Correspondence
[Extracts from a Letter or Letters by Crowley on the Subject of the Theosophical Society]
[circa 1925]
I am making enquiries as to whether Leadbeater [Charles Webster Leadbeater] is in London, but it does not matter, he is not seeing anybody. He had to be dragged off a platform some little while ago in Australia because he started raving, and I think it is only a matter of a few weeks before he is entirely out of it. They are at least obliged to tell everybody that he has become much too holy to communicate with any one except the great ones beyond the range, and we all know what that means.
We have already seen how the sensible and thinking members of the Theosophical Society are beginning to feel discontented at the unproved assertions of Mrs. Besant [Annie Besant] and refuse to swallow all the jargon she has been preaching about the cult of Alcyone and the coming of Christ without adducing a scrap of evidence but only on strength of her spiritual insight which she has been so vaingloriously claiming to possess.
F. T. Brooks has gone [over] to [the] Aryasamaj.
Wilton Mack of Australia has been warning all Theosophists there against the esoteric teaching of Mrs. Besant, thus incurring her displeasure, which was displayed by her stopping the supply of 'Theosophist' which had for many years been supplied to him gratis.
Babu Bhagavand as the general secretary of the Indian section has written a vigorous protest against Mrs. Besant's teaching of the Alcyonic cult, and has refused to take the Esoteric Section pledge.
Mr. Graham Pole, one of the staunchest Scotch Theosophists, and the general secretary of the Scotch section, has also refused to take the pledge in which the Esoteric Section members were asked to "Believe without cavil or delay all Mrs. Besant's statements in their relationship with the Theosophical movement and the Coming of the Christ" and will probably secede from the Society.
Many Parsi Theosophists have also given up their connection with it. It is only in Southern India, in the benighted Presidency, that some influential judges have been lending the weight of their name and position, one of them at least knowing full all the events which led to the precipitated flight of Leadbeater to Italy with no immediate prospect of his return to India.
Now comes other news. Dr. Welker Van Nook has given up the general secretaryship of the American section. The importance of this announcement can only be known to those who knew the part played by Dr. Van Hook in the re-admission of Leadbeater to the Theosophical Society. In short he was the sturdy champion of Mr. Leadbeater's grossly improper teachings and practices and one who gave out that a 'Master' had appeared to him and bade him justify these filthy teachings.
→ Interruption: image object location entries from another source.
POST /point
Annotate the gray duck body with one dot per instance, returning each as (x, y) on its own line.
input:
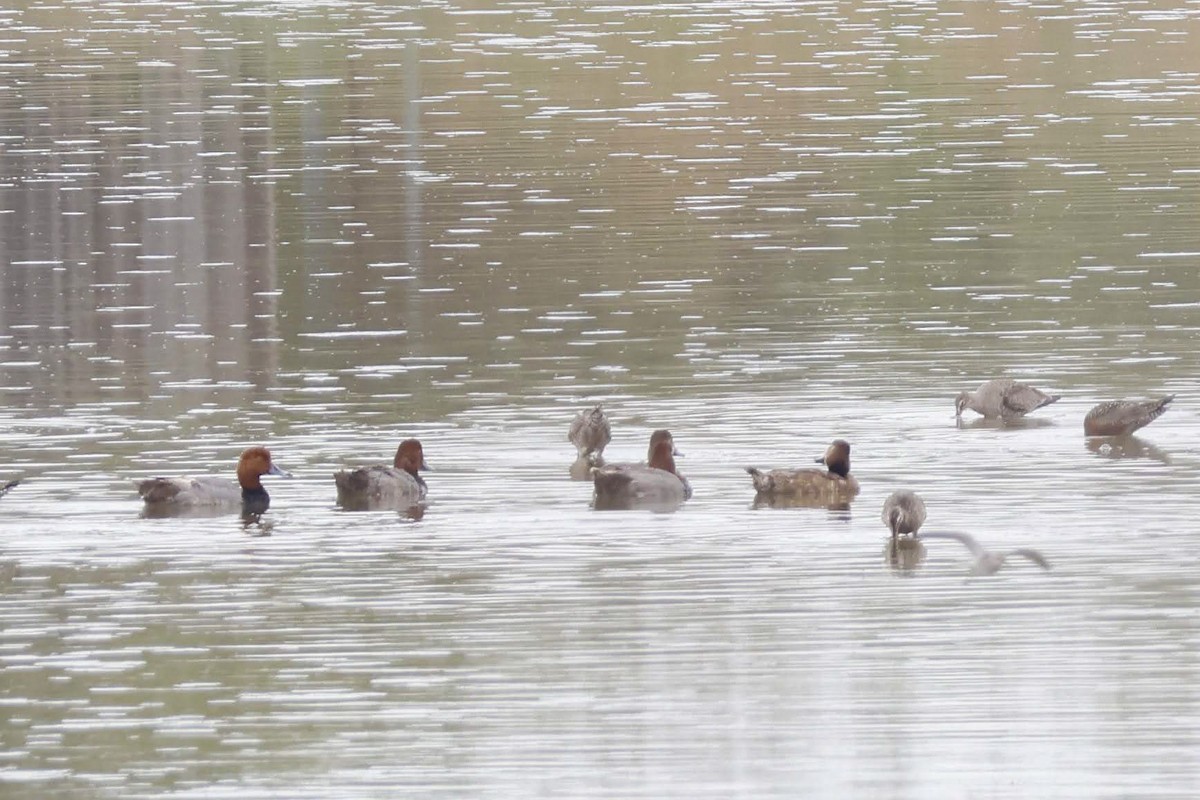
(655, 486)
(833, 483)
(591, 433)
(904, 512)
(1122, 417)
(1003, 397)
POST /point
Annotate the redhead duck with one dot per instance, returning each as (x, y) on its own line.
(1003, 398)
(659, 437)
(833, 483)
(591, 433)
(655, 486)
(1122, 417)
(174, 495)
(904, 512)
(985, 561)
(384, 487)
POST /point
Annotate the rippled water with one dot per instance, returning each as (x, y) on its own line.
(327, 227)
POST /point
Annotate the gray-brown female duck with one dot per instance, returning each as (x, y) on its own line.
(591, 433)
(379, 486)
(904, 513)
(834, 482)
(1122, 417)
(1005, 398)
(655, 485)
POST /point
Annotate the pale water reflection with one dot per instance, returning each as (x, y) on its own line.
(330, 227)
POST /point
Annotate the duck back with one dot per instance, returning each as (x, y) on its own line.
(378, 487)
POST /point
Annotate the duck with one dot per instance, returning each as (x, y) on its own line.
(987, 561)
(1005, 398)
(833, 483)
(591, 433)
(1122, 417)
(655, 485)
(904, 513)
(174, 495)
(379, 486)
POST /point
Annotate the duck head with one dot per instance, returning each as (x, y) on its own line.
(255, 463)
(837, 458)
(960, 403)
(663, 455)
(409, 457)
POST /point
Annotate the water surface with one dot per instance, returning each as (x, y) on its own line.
(328, 227)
True to his perversion Bishop Leadbeater fell deeply 'in love' with Master Van Hook, and somehow managed to get him along with his mother to Adyar. Mr. Leadbeater professed to read the past lives of this boy, and gave out that he was a great personality (Orion) and predicted a great future for him. He soon became the pet of Dr. Annie Besant and used to be seated by her during the Esoteric Section meetings, and much fulsome homage was paid him by the members, until Bishop Leadbeater met X [Krishnamurti].
The most docile and obedient Brahim lad completely superceded the American youth and the Bishop, for obvious reasons, transferred all his 'love' to the Brahim lad and neglected young Van Hook altogether, much to the chagrin of his mother who, however, soon reconciled herself (money speaks all languages) to the change over, and on the advice of Dr. Besant, acknowledges that Alcyone (Krishnamurti) was far greater then her son (Orion).
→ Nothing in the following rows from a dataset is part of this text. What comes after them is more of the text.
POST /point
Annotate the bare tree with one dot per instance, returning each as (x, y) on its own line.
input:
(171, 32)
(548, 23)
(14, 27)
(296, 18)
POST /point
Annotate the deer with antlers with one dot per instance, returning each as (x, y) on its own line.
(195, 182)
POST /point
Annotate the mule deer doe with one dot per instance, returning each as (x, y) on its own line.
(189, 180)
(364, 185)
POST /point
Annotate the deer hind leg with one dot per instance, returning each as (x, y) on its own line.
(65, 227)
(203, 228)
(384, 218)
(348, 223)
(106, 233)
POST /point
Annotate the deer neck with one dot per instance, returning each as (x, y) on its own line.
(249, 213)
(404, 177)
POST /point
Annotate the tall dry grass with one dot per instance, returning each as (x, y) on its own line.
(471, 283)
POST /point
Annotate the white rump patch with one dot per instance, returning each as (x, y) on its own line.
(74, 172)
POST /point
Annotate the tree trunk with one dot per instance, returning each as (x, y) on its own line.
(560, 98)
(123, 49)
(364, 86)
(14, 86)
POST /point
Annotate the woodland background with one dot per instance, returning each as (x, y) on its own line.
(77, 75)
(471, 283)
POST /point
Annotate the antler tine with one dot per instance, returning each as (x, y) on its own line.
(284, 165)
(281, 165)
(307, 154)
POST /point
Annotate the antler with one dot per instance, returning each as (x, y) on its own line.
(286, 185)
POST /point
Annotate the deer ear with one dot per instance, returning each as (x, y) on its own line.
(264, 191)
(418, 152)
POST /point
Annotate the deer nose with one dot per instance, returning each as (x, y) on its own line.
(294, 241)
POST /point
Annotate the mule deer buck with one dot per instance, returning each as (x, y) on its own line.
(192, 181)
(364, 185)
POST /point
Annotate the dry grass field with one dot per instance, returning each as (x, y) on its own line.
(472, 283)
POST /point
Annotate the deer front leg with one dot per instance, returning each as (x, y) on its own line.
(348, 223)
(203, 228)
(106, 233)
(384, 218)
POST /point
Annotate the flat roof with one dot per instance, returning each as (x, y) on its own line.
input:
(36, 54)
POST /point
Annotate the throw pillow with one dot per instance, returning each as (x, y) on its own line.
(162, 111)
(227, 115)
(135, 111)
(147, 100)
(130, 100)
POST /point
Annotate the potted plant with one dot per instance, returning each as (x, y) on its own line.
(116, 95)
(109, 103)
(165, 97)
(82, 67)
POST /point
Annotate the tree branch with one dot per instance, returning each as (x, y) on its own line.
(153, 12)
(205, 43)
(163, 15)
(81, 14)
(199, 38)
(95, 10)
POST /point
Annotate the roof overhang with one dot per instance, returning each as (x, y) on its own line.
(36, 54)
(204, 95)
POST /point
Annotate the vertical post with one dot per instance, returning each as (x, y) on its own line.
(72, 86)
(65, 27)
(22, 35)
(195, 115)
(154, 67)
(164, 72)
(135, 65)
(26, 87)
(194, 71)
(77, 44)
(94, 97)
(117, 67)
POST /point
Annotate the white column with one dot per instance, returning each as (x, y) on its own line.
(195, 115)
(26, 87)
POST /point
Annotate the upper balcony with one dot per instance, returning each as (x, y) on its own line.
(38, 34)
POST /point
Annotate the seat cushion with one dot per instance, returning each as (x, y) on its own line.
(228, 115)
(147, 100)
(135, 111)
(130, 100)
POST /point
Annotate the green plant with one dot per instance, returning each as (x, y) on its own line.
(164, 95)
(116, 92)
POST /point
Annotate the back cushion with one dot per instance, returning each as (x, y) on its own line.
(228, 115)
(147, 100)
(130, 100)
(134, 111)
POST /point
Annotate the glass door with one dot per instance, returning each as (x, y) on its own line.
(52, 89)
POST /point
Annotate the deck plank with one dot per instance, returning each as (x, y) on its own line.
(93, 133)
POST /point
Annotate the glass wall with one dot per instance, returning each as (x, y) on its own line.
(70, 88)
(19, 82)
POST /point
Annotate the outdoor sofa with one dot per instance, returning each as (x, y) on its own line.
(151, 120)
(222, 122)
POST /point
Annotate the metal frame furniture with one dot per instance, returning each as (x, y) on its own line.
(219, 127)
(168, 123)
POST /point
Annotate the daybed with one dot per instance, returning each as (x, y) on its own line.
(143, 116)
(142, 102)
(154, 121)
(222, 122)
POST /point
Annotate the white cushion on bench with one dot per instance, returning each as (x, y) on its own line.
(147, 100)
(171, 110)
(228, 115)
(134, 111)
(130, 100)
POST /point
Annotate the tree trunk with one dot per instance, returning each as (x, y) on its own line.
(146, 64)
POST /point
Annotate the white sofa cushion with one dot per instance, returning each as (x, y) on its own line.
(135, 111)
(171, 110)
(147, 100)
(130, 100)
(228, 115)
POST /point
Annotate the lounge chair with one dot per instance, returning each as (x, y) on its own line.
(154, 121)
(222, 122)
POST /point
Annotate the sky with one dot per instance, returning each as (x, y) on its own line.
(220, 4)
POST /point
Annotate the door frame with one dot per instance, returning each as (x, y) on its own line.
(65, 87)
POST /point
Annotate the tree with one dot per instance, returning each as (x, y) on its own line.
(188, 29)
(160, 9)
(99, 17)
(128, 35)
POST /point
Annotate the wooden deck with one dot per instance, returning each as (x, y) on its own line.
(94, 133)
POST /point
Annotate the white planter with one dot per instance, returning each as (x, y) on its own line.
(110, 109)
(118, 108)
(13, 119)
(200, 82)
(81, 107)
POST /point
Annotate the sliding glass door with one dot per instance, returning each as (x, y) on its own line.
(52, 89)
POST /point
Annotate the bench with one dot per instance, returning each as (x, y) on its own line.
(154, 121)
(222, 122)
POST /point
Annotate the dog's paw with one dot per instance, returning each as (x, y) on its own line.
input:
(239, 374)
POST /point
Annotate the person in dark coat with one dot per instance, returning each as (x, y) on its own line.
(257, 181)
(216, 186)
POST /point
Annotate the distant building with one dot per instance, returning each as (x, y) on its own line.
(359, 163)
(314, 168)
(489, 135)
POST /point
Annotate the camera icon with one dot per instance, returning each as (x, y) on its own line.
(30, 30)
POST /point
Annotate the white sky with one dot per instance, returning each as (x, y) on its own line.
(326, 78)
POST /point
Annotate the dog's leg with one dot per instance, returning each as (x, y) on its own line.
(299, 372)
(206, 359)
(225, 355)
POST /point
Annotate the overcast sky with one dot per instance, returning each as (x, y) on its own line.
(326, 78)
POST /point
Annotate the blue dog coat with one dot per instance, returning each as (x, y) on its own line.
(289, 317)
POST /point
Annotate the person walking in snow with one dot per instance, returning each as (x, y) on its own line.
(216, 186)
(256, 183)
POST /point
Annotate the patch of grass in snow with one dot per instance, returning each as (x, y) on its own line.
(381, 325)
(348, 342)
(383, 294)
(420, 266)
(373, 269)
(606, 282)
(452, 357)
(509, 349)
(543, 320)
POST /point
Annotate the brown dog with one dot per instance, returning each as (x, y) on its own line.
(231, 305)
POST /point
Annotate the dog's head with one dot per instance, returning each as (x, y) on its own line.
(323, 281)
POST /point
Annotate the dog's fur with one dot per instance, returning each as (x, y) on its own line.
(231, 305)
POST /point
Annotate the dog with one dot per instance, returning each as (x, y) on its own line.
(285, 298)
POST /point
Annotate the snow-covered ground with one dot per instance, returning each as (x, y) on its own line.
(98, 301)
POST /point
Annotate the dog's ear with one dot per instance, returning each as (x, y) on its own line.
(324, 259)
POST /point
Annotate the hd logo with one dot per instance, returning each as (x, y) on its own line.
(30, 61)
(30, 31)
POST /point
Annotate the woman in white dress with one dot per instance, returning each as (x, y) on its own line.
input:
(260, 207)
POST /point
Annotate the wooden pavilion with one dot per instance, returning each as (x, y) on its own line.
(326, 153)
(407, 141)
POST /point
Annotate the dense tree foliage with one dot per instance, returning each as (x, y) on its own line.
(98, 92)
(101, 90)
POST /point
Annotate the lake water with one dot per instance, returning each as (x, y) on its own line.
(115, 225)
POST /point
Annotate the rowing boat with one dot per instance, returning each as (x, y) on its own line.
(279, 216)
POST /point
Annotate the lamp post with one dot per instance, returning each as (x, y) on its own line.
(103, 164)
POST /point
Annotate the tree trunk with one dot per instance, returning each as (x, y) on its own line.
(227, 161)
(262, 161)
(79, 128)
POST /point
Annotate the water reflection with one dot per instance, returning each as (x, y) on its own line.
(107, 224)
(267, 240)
Dr. Annie Besant, Bishop Leadbeater, and many others have within the space of a generation made the Theosophical Society the object of supreme loathing and contempt.
I was once at a gathering of a theosophical character when the speaker, an unsexed freak of a woman, launched a trenchant attack against smoking. When an individual who looked like a man somewhat timidly pointed out that Madame Blavatsky [Helena Petrovna Blavatsky] was an inveterate smoker, and that many of the 'Masters' indulged in the weed, she tossed her cropped head and said: "I don't care; personally if I were to see the Lord smoking, I would tell Him about it."